Logo Questions Linux Laravel Mysql Ubuntu Git Menu
 

Custom Java classloader not being used to load dependencies?

I've been trying to set up a custom classloader that intercepts classes to print out which classes are being loaded into the application. The classloader looks like this

public class MyClassLoader extends ClassLoader {
    @Override
    public Class<?> loadClass(String name) throws ClassNotFoundException {
        System.out.println("Loading: " + name);
        return super.loadClass(name);
    }
}     

It just spits out the name of all the classes it loads. However, when i try to run some code,

import org.python.util.PythonInterpreter;
public class Scripts {
    public String main(){

        PythonInterpreter p = new PythonInterpreter();
        p.exec("print 'Python ' + open('.gitignore').read()");

        return "Success! Nothing broke";
    }
}

via

MyClassLoader bcl = new MyClassLoader();
Class c = bcl.loadClass("Scripts");

Method m = c.getMethod("main");
String result = (String) m.invoke(c.getConstructor().newInstance());

it prints out

Loading: Scripts
Loading: java.lang.Object
Loading: java.lang.String
Loading: org.python.util.PythonInterpreter
Python build/
.idea/*
*.iml
RESULT: Success! Nothing broke

Which seems rather odd. org.python.util.PythonInterpreter is not a simple class, and it depends on a whole bunch of other classes in the org.python.util package. Those classes are clearly being loaded, for the exec'd python code is able to do stuff and read my file. For some reason, though, those classes are not being loaded by the classloader which loaded PythonInterpreter.
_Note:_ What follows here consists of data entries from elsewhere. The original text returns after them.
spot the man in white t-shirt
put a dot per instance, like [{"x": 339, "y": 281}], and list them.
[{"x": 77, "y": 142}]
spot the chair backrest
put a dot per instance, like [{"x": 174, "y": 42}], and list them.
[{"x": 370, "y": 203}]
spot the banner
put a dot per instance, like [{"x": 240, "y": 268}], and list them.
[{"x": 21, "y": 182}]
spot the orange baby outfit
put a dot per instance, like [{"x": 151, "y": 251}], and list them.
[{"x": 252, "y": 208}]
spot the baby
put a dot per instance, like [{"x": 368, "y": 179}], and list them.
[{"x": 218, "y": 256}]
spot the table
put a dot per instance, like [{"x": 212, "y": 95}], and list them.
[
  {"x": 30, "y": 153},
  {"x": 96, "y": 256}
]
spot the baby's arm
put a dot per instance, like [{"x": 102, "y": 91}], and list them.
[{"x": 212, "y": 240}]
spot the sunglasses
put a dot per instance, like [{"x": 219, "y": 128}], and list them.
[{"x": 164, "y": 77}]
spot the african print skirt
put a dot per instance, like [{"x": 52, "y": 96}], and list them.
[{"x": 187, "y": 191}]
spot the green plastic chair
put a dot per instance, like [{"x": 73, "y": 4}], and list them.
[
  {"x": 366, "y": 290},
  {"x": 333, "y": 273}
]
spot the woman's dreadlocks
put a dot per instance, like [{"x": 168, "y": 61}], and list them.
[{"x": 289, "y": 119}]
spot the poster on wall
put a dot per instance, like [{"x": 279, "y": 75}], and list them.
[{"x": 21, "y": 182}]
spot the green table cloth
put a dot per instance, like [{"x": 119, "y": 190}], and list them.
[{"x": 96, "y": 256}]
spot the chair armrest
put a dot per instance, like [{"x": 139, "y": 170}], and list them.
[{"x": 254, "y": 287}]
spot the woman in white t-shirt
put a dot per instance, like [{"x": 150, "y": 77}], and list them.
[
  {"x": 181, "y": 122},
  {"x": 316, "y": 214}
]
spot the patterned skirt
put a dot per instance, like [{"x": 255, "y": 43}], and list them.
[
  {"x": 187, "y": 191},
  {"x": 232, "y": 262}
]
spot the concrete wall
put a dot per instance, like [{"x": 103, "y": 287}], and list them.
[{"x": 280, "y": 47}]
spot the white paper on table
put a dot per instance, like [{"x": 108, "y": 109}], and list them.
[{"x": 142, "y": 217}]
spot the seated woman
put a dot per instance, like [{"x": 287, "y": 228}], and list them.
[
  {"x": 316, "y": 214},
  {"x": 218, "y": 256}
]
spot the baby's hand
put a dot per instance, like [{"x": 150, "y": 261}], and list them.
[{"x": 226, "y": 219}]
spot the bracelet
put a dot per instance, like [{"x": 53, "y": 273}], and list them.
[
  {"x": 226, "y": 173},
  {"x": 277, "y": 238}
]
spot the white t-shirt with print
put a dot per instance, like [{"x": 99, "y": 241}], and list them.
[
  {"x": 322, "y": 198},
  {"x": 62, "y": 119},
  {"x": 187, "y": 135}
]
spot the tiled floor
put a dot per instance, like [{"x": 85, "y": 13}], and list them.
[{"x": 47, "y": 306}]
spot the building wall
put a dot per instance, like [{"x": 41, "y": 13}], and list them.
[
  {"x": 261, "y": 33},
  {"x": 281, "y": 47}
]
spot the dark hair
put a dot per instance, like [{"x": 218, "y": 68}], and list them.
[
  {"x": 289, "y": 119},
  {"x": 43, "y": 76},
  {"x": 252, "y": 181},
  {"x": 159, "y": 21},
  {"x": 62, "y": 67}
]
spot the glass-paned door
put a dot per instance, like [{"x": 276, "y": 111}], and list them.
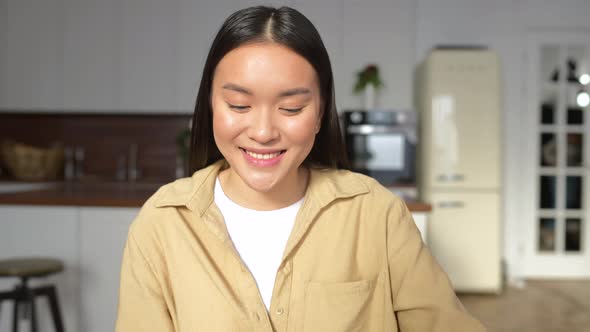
[{"x": 558, "y": 235}]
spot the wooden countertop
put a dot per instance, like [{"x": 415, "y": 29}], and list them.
[{"x": 108, "y": 195}]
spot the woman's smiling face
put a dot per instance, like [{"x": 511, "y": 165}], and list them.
[{"x": 266, "y": 112}]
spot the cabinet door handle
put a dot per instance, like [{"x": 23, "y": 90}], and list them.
[
  {"x": 450, "y": 177},
  {"x": 451, "y": 204}
]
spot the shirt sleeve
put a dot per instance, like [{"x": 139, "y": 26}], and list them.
[
  {"x": 141, "y": 302},
  {"x": 422, "y": 294}
]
Why is that? I was under the impression that the classloader used to load a class C would be used to load all the other classes needed by C, but that's clearly not happening here. Is that assumption mistaken? If it is, how do i set it up such that all the transitive dependencies of C are loaded by my classloader?

EDIT:

Some experiments with using URLClassLoader, which was suggested. I modified the delegation in loadClass():

try{
    byte[] output = IOUtils.toByteArray(this.getResourceAsStream(name));
    return instrument(defineClass(name, output, 0, output.length));
}catch(Exception e){
    return instrument(super.loadClass(name));
}

as well as made MyClassLoader subclass URLClassLoader rather than plain ClassLoader, grabbing URLs via:

super(((URLClassLoader)ClassLoader.getSystemClassLoader()).getURLs());

But it doesn't seem to be the right thing. In particular, getResourceAsStream() is throwing nulls back at me for all the classes I'm requesting, even non-system classes like that Jython lib.

like image 632
Li Haoyi Avatar asked Nov 09 '12 20:11

Li Haoyi


2 Answers

Basics of Class Loading

There are two main places to extend a class loader to change the way classes are loaded:

  • findClass(String name) - You override this method when you want to find a class with the usual parent first delegation.
  • loadClass(String name, boolean resolve) - Override this method when you want to change the way that class loading delegation is done.

However, classes can only come from the final defineClass(...) methods provided by java.lang.ClassLoader. Since you would like to capture all of the classes that are loaded, we will need to override loadClass( String, boolean ) and use a call to defineClass(...) somewhere in it.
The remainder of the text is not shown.